Ryan Pedala was up next to talk about named entity recognition (NER) and how it can be used to annodate or label data. He showed his experiments with tools including Prodigy and a custom GUI he had built and compared various NER libraries such Stanford NLP and OpenNLP and referenced an interesting paper on NER for travel-related queries. I didn’t learn a whole lot of new information from this talk but it may have been useful to those who haven’t considered using NER before.

Scott Stultz talked next on how to integrate business rules into a search application. He started with examples of key performance indicators (KPIs) that can be used for search – e.g. conversion ratios or average purchase values and how these should be tied to search metrics. They can then be measured both before and after changes are made to the search application: automated unit tests and more complex integration tests should also be used to check that search performance is actually improving. Interestingly for me he included within the umbrella of integration tests such techniques as testing the search with recent queries extracted from logs. He made some good practical points such as ‘think twice before adding complexity’ and that good autocomplete will often ‘cannibalize’ existing search as users simply choose the suggested completion rather than finishing typing the entire query. There were some great tips here for practical business-focused search improvements.

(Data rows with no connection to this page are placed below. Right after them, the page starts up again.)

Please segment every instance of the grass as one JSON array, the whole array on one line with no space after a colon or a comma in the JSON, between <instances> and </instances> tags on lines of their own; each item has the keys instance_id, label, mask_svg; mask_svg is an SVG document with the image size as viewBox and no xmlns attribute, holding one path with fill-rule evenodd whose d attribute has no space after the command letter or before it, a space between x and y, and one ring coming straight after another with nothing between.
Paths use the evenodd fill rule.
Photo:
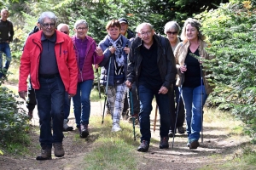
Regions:
<instances>
[{"instance_id":1,"label":"grass","mask_svg":"<svg viewBox=\"0 0 256 170\"><path fill-rule=\"evenodd\" d=\"M18 63L19 62L15 61L11 64L9 71L13 74L9 76L8 84L15 85L18 83ZM15 94L18 94L17 88L13 88L8 84L3 84L3 86L10 88ZM90 100L99 101L99 94L96 88L92 89ZM102 92L102 100L104 100L103 92ZM208 128L214 129L216 127L220 128L223 129L222 133L224 135L228 135L232 140L245 139L242 128L243 124L240 121L236 120L230 113L209 108L205 108L204 110L204 123ZM102 125L102 117L99 116L90 116L90 124L93 125L90 134L96 138L95 141L92 142L92 150L84 157L84 162L83 163L84 169L137 169L137 165L141 158L137 154L136 148L139 144L139 140L133 140L132 126L128 122L121 122L123 130L118 133L111 133L112 120L109 116L106 116L103 125ZM140 137L137 128L136 136L137 139ZM24 139L27 138L24 137ZM73 142L77 143L79 141L79 136L76 134ZM157 144L159 141L152 139L151 142ZM7 151L14 155L26 154L27 150L23 144L12 143L10 144L9 150ZM39 150L39 144L38 147ZM212 157L216 160L216 163L207 165L201 169L255 169L255 145L248 144L246 146L236 148L234 152L229 156L212 154ZM217 160L224 159L225 160L224 163L218 163Z\"/></svg>"},{"instance_id":2,"label":"grass","mask_svg":"<svg viewBox=\"0 0 256 170\"><path fill-rule=\"evenodd\" d=\"M98 138L93 143L92 151L84 157L84 169L137 169L139 159L135 148L139 142L133 140L132 126L121 122L122 131L111 133L110 116L105 117L103 125L101 116L92 116L90 120L93 127L100 128L91 132Z\"/></svg>"}]
</instances>

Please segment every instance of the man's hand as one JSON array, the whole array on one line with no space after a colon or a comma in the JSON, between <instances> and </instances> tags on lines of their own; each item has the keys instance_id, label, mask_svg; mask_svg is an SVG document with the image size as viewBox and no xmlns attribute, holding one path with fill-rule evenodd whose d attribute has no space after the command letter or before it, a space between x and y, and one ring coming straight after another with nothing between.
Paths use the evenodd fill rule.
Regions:
<instances>
[{"instance_id":1,"label":"man's hand","mask_svg":"<svg viewBox=\"0 0 256 170\"><path fill-rule=\"evenodd\" d=\"M168 89L162 86L161 88L159 90L158 94L166 94L168 93Z\"/></svg>"},{"instance_id":2,"label":"man's hand","mask_svg":"<svg viewBox=\"0 0 256 170\"><path fill-rule=\"evenodd\" d=\"M97 54L98 56L102 56L103 55L103 51L99 47L96 47L96 48L95 49L95 52Z\"/></svg>"},{"instance_id":3,"label":"man's hand","mask_svg":"<svg viewBox=\"0 0 256 170\"><path fill-rule=\"evenodd\" d=\"M131 82L129 82L129 80L126 80L125 85L126 85L129 88L131 88L132 83L131 83Z\"/></svg>"},{"instance_id":4,"label":"man's hand","mask_svg":"<svg viewBox=\"0 0 256 170\"><path fill-rule=\"evenodd\" d=\"M22 98L24 100L26 100L26 97L27 96L27 92L26 91L19 92L19 96Z\"/></svg>"}]
</instances>

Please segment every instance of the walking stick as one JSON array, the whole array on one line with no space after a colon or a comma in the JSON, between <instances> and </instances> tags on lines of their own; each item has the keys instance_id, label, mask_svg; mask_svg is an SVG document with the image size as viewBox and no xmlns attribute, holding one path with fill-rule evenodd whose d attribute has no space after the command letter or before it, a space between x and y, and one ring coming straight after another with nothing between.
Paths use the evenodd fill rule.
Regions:
<instances>
[{"instance_id":1,"label":"walking stick","mask_svg":"<svg viewBox=\"0 0 256 170\"><path fill-rule=\"evenodd\" d=\"M201 74L201 143L203 143L203 105L202 105L202 98L203 98L203 89L202 89L202 83L203 83L203 78L202 78L202 65L200 65L200 74Z\"/></svg>"},{"instance_id":2,"label":"walking stick","mask_svg":"<svg viewBox=\"0 0 256 170\"><path fill-rule=\"evenodd\" d=\"M99 99L100 99L100 105L101 105L101 111L102 112L102 96L101 96L101 87L100 87L100 73L99 69L96 70L96 72L97 73L97 78L98 78L98 91L99 91Z\"/></svg>"},{"instance_id":3,"label":"walking stick","mask_svg":"<svg viewBox=\"0 0 256 170\"><path fill-rule=\"evenodd\" d=\"M155 105L155 112L154 112L154 128L153 128L153 131L154 133L155 131L155 125L156 125L156 118L157 118L157 110L158 110L158 105Z\"/></svg>"},{"instance_id":4,"label":"walking stick","mask_svg":"<svg viewBox=\"0 0 256 170\"><path fill-rule=\"evenodd\" d=\"M183 65L184 66L186 66L186 64ZM182 79L181 79L181 85L180 85L180 90L179 90L179 95L178 95L178 100L177 100L177 111L176 111L176 119L175 119L175 125L174 125L174 132L173 132L173 136L172 136L172 149L173 150L173 144L174 144L174 137L175 137L175 131L177 128L177 114L179 111L179 102L180 102L180 98L181 98L181 94L183 91L183 84L184 82L184 75L183 75Z\"/></svg>"},{"instance_id":5,"label":"walking stick","mask_svg":"<svg viewBox=\"0 0 256 170\"><path fill-rule=\"evenodd\" d=\"M132 93L131 93L131 88L129 89L129 95L130 95L130 105L131 105L131 119L132 119L132 126L133 126L133 138L134 140L136 140L135 137L135 117L133 116L134 111L133 111L133 100L132 100Z\"/></svg>"},{"instance_id":6,"label":"walking stick","mask_svg":"<svg viewBox=\"0 0 256 170\"><path fill-rule=\"evenodd\" d=\"M106 89L105 89L105 100L104 100L104 107L103 107L102 124L103 124L103 122L104 122L104 113L105 113L106 102L107 102L107 94L108 94L108 77L109 77L109 72L110 72L110 65L111 65L111 56L109 57L109 63L108 63L108 70L107 84L106 84Z\"/></svg>"}]
</instances>

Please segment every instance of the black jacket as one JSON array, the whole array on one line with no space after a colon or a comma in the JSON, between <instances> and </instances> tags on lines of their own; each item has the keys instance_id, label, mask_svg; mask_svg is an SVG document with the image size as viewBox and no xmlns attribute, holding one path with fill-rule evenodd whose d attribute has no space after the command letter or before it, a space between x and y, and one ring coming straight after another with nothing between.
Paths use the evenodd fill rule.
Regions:
<instances>
[{"instance_id":1,"label":"black jacket","mask_svg":"<svg viewBox=\"0 0 256 170\"><path fill-rule=\"evenodd\" d=\"M157 65L163 81L162 86L169 89L175 82L177 74L175 58L173 56L172 47L166 37L154 34L153 38L158 44ZM136 82L137 85L138 84L138 77L141 73L141 63L143 60L140 54L142 42L142 39L139 37L137 37L131 45L128 55L127 80L131 83Z\"/></svg>"}]
</instances>

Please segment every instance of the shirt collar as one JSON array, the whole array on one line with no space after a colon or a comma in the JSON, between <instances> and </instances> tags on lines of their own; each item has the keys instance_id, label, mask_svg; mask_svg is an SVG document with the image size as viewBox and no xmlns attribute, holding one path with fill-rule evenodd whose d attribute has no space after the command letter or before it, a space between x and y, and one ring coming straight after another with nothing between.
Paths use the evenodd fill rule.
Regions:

I then went to hear John Kane’s talk about interleaving for relevancy tuning which covered a method for updating a machine learning model in real-time using feedback from the current ranking powered by this model – simply by interleaving the results from two versions of this model. This isn’t a particularly new technique and the talk was somewhat of a product pitch for 904Labs, but the technique does apparently work and some customers have seen a 30% increase in conversion rate.

The last talk of the day came from Tim Allison on an evaluation platform for Apache Tika, a well-known library for text extraction from a variety of file formats. Interspersed with tales of ‘amusing’ and sometimes catastrophic ways for text extraction to fail, Tim described how tika-eval can be used to test how good Tika is at extracting data and output a set of metrics e.g. how many different MIME file types were found. The tool is now used to run regular regression tests for Tika on a dataset of 3 million files from the CommonCrawl project. We’re regular users of Tika at Flax and it was great to hear about the project is moving forward.

Doug Turnbull finished the conference with a brief summing up and thanks. There was a general feeling in the room that this conference was the start of something big and people were already asking when the next event would be! One of my takeaways from the event was that even though many of the talks used open source tools (perhaps unsurprisingly as it is so much easier to talk about these publically) the relevance tuning techniques and methods described can be applied to any search engine. The attendees were from a huge variety of companies, large and small, open and closed source based. This was an event about relevance engineering, not technology choices.

Thanks to all at OSC who made the event possible and for inviting us all to your home town – I think most if not all of us would happily visit again.